Únete a nuestro canal de WhatsApp
Desde temprano, decenas de personas hicieron fila en la Plaza de Bolívar para acceder al Salón Elíptico del Capitolio donde reposa para la velación y homenajes el féretro del político de 39 años, una de las figuras del partido de derechas Centro Democrático.
La fila, que crece con el paso de las horas, permite el acceso en grupos de quince personas luego de atravesar los controles de seguridad para llegar al recinto donde está el cajón, cubierto con la bandera de Colombia y custodiado por soldados del Batallón Guardia Presidencial.
Algunos de los asistentes llevan flores blancas, otros se santiguan al pasar frente al ataúd. Muchos guardan silencio, mientras que otros murmuran oraciones o recuerdan la imagen del joven político, abogado de la Universidad de los Andes con estudios en Harvard, que en 2022 se convirtió en el senador más votado del Centro Democrático.
Lea también: Magnicidio de Miguel Uribe Turbay: Estas fueron las reacciones en el Valle del Cauca
En la plaza, mientras la fila avanza. Los asistentes comentan la conmoción que ha causado el asesinato y la esperanza de que "este crimen no quede impune".
Una ciudadana que aguardaba su turno para entrar afirmó:
"Vine porque era un hombre joven que quería trabajar por Colombia" -Rosa Méndez
La apertura al público llega un día después de una ceremonia privada en la que familiares, dirigentes políticos y diplomáticos rindieron homenaje a Uribe Turbay. Entre ellos, los expresidentes Juan Manuel Santos y César Gaviria, el alcalde de Bogotá, Carlos Fernando Galán, y representantes de varios partidos.
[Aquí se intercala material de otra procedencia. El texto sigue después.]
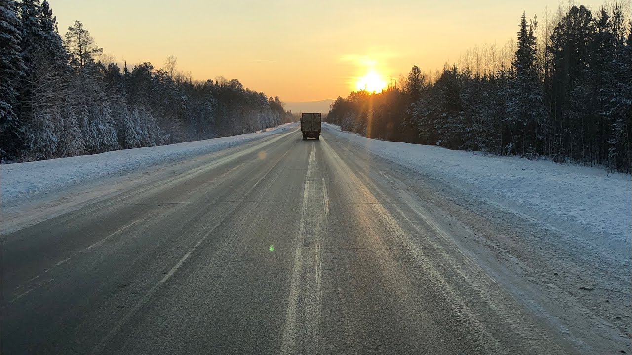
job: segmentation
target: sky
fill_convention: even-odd
[[[166,57],[193,79],[222,76],[286,102],[346,97],[358,78],[434,73],[476,46],[514,40],[545,0],[49,0],[63,36],[76,20],[116,61]],[[583,1],[598,9],[601,1]]]

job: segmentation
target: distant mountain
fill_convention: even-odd
[[[299,112],[320,112],[322,114],[327,114],[329,112],[329,105],[333,102],[334,99],[325,99],[316,101],[286,102],[285,109],[288,111],[292,111],[292,113],[295,114]]]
Exequias en la Catedral Primada
El féretro permanecerá en el Capitolio hasta el mediodía del miércoles. Lo trasladarán a la Catedral Primada para las exequias del político, opositor al presidente colombiano Gustavo Petro.
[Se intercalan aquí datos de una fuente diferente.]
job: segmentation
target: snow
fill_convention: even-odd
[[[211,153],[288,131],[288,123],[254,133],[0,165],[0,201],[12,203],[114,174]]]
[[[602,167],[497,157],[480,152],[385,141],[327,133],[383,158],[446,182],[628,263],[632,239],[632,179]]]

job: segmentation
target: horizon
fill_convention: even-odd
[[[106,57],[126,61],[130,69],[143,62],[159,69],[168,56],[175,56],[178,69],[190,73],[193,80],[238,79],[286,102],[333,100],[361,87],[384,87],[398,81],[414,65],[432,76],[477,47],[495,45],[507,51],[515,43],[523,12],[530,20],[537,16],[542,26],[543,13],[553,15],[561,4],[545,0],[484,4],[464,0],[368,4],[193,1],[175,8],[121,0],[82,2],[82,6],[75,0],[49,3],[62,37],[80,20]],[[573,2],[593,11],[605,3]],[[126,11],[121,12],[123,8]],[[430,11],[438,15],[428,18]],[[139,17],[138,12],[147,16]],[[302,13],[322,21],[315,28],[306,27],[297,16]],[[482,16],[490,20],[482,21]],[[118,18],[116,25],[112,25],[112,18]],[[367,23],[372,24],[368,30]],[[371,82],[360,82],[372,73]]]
Será el último adiós en un templo donde ya oficiaron las exequias de sus abuelos. El expresidente Julio César Turbay (1978-1982) y Nydia Quintero, fallecida el pasado 30 de junio, así como las de su madre, Diana Turbay, a quien asesinaron en 1991 narcotraficantes del cartel de Medellín tras mantenerla secuestrada durante seis meses.
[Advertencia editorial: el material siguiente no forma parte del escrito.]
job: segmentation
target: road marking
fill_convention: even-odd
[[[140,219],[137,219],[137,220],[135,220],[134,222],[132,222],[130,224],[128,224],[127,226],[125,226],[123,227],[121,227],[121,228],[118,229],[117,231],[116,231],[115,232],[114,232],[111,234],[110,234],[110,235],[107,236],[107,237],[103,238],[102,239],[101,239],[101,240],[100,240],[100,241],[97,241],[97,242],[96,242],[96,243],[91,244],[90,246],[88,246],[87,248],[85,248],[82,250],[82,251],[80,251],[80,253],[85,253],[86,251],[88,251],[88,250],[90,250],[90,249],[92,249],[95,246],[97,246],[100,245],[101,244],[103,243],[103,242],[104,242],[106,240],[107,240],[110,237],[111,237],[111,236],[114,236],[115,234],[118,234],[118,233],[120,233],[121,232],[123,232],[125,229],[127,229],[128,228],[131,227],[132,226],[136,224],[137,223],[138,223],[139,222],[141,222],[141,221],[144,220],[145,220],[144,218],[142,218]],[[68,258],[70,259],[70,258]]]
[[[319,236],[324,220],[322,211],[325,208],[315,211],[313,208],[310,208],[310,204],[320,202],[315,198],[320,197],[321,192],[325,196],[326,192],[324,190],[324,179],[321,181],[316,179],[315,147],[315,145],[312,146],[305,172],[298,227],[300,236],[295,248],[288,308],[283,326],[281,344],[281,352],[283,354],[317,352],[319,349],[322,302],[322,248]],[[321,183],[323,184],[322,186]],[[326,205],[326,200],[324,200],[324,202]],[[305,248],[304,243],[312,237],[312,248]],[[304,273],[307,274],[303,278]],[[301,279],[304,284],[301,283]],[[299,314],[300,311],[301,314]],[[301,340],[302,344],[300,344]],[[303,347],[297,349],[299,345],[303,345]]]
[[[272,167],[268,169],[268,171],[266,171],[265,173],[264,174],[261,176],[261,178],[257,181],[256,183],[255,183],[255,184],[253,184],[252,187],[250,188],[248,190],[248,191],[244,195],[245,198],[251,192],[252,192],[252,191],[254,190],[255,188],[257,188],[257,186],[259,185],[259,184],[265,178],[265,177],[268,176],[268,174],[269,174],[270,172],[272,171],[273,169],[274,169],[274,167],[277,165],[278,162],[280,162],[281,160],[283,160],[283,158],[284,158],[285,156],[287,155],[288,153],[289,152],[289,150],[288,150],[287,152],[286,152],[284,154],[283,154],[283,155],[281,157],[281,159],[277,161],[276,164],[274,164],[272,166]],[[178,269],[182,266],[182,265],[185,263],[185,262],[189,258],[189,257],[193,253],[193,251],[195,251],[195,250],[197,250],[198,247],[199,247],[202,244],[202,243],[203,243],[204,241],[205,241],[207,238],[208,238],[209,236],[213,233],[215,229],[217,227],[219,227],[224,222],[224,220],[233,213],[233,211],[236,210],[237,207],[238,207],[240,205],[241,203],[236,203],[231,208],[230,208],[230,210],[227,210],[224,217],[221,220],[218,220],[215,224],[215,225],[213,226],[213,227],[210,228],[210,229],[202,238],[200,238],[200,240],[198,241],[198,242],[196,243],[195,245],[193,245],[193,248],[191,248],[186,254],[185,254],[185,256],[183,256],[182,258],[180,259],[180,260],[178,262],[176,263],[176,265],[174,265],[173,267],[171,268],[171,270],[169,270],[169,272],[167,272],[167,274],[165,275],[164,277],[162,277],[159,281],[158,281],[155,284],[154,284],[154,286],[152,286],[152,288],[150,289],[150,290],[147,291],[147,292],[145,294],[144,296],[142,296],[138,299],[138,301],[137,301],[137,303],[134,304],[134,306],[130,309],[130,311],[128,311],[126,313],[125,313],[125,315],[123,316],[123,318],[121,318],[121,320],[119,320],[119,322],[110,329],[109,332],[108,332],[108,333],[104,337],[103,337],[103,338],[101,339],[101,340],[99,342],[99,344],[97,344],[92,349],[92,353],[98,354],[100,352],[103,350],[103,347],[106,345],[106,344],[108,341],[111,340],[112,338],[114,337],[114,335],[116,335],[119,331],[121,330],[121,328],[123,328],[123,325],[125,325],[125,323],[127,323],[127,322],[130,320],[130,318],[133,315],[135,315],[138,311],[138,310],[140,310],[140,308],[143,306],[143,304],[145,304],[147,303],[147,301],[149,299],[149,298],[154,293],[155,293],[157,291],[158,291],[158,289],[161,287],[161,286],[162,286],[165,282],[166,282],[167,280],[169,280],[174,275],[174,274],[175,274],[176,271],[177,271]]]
Uribe Turbay, cuyo asesinato conmocionó al país, recibió dos disparos en la cabeza y uno en la pierna izquierda el 7 de junio, durante un mitin político en la capital colombiana. Murió el lunes en la Fundación Santa Fe de Bogotá, después de pasar 64 días entre la vida y la muerte.
El Gobierno colombiano, criticado por la demora en reaccionar a la muerte de Uribe Turbay, decretó ayer un día de duelo e izó a media asta la bandera en la Casa de Nariño, sede del Ejecutivo, en memoria del senador asesinado.
"Decrétese duelo nacional por el término de un día, durante los cuales se izará el Pabellón Nacional a media asta en todos los edificios públicos del país, unidades militares y de policía y las embajadas de Colombia en el exterior"
Señaló el decreto, firmado por el ministro del Interior, Armando Benedetti, quien anoche acudió al Capitolio para dar el pésame a la familia.